What’s the point of the deal? According to the two carriers, the merged company could cut costs by $6 billion annually while increasing its profitability. The firm’s enhanced scale would allow it to offer lower-priced plans while investing more in its fifth-generation 5G wireless network. 5G technology, though still nascent, is expected to enable consumers to access the Internet at far higher speeds and with fewer usage limits compared to existing 4G networks. But the technology that underlies 5G entails increased density of cell sites—in other words, to make 5G a success, carriers will need to install more wireless towers and other connection points within a given geographic area.
Since 2010, U.S. wireless carriers have invested about a quarter of a trillion dollars in capital. Between this year and 2010, carriers will likely need to invest another $100 billion in their networks—in large part to deploy first wave of 5G networks. Nationwide investment on this scale is not feasible for most companies, unsurprisingly; in the United States, only the four largest wireless carriers are expected to deploy 5G networks at scale. Even four nationwide networks is a lot—in nearly every other developed country, two or three wireless networks predominate, even though most developed countries are geographically smaller (and thus easier to cover) than the United States.

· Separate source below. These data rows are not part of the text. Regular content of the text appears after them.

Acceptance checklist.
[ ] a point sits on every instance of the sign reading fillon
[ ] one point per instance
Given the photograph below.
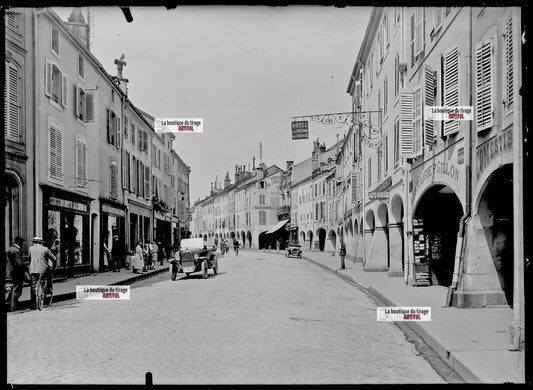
(300, 130)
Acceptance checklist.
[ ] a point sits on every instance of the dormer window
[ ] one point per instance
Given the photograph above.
(55, 41)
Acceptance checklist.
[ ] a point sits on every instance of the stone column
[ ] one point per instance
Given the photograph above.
(396, 249)
(378, 253)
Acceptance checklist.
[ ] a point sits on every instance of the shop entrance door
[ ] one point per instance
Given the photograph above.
(438, 214)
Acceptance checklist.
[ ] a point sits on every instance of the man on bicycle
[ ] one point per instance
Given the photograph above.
(236, 246)
(41, 261)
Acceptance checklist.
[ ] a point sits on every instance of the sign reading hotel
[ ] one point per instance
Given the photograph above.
(178, 125)
(441, 169)
(300, 130)
(446, 113)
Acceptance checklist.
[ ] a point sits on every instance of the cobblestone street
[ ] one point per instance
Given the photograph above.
(262, 319)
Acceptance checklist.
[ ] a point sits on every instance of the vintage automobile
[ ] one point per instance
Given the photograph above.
(294, 249)
(194, 255)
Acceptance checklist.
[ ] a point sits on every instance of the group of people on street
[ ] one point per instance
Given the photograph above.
(147, 255)
(40, 265)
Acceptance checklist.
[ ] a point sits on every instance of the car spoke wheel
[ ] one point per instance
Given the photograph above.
(173, 272)
(39, 295)
(204, 269)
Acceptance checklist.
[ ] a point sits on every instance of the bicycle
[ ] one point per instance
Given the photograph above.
(40, 292)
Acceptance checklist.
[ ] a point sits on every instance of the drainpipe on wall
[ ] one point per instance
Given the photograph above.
(37, 209)
(463, 222)
(517, 325)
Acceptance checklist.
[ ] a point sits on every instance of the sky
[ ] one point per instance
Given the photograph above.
(245, 70)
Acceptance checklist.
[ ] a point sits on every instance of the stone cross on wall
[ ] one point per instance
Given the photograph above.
(120, 63)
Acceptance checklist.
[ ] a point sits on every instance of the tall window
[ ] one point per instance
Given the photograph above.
(81, 66)
(396, 141)
(262, 217)
(12, 103)
(55, 153)
(56, 84)
(54, 47)
(81, 162)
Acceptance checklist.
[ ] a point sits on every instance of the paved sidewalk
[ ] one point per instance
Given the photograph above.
(66, 289)
(473, 342)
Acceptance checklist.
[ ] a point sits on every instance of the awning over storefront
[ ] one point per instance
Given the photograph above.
(278, 226)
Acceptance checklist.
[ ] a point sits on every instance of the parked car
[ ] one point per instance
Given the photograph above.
(194, 255)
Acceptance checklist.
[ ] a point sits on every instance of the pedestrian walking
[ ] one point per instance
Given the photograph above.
(160, 253)
(342, 253)
(15, 270)
(116, 255)
(138, 259)
(41, 260)
(106, 254)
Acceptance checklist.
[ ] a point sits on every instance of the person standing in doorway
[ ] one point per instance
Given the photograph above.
(342, 253)
(15, 269)
(115, 254)
(41, 260)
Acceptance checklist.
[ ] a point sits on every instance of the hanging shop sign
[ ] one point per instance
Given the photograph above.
(374, 195)
(113, 210)
(441, 169)
(68, 204)
(493, 148)
(380, 192)
(300, 130)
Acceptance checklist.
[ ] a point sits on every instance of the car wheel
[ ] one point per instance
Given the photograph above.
(204, 269)
(173, 272)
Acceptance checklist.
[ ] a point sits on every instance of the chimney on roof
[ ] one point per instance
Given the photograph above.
(122, 82)
(227, 181)
(79, 27)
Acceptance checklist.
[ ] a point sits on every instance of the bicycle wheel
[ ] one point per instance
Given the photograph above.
(39, 295)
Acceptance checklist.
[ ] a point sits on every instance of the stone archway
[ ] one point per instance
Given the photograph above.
(321, 234)
(310, 237)
(370, 223)
(436, 231)
(492, 247)
(332, 237)
(249, 239)
(396, 239)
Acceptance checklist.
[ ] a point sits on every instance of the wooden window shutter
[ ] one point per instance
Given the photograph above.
(48, 79)
(77, 101)
(484, 81)
(147, 182)
(64, 90)
(108, 116)
(12, 108)
(114, 180)
(90, 107)
(81, 163)
(508, 76)
(132, 173)
(141, 180)
(119, 133)
(418, 103)
(412, 25)
(430, 82)
(124, 170)
(451, 87)
(406, 124)
(55, 160)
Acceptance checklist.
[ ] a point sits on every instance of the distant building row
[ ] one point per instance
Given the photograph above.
(82, 162)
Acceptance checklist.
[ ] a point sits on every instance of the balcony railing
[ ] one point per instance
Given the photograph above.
(284, 209)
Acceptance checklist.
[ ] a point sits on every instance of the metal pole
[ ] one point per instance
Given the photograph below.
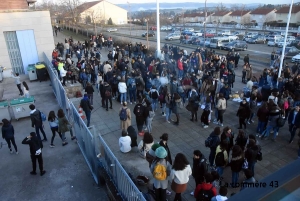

If the merger doesn’t go through, Sprint’s future as a major national carrier may be in jeopardy. The carrier posted a net loss each year from 2014 to 2016 (though it managed to post significant earnings in 2017 due in large part to the Tax Cuts and Jobs Act). Although Sprint could, in theory, turn itself around on its own, it’s more likely that an independent Sprint would gradually fall behind its larger, better-financed rivals—especially in the lucrative postpaid market, in which consumers tend to prefer reliable and speedy networks to keep up with ever-improving mobile devices.
Will the FCC and the Department of Justice give the transaction a green light? Given the intense interest by FCC commissioners in fostering a bright future for 5G, hopefully the agency recognizes that the deal is likely to benefit consumers. The head of the Department of Justice’s Antitrust Division told reporters in June that he doesn’t see a reduction in the number of national mobile carriers from four to three as inherently problematic. He’s right about that: the number of firms competing in any given market is not a reliable indication of how well that market will serve consumers. Some markets work well when dozens or even hundreds of firms compete, while others function at their best when just one firm has a market share of 50 percent or more.
Federal officials shouldn’t force this transaction into regulatory limbo for years. Instead, they should allow the deal to go through, and we’ll see if the merged company can achieve the cost reductions and lower prices that the carriers are predicting. Big acquisitions don’t always pan out, to be sure—sometimes, they fail spectacularly, and companies break up into smaller units or sell their assets to rivals. But even if T-Mobile and Sprint can’t ultimately figure out how to make their transaction a success, that doesn’t mean consumers will suffer in the process. And the most plausible alternative—a slow decline for Sprint—won’t be any better. The government’s ability to predict the outcome of the deal is inferior to that of the firms’ shareholders, whose capital is at stake in the transaction. Meanwhile, the upside of the transaction—a third major company capable of keeping up with Verizon and AT&T—could be quite beneficial to consumers.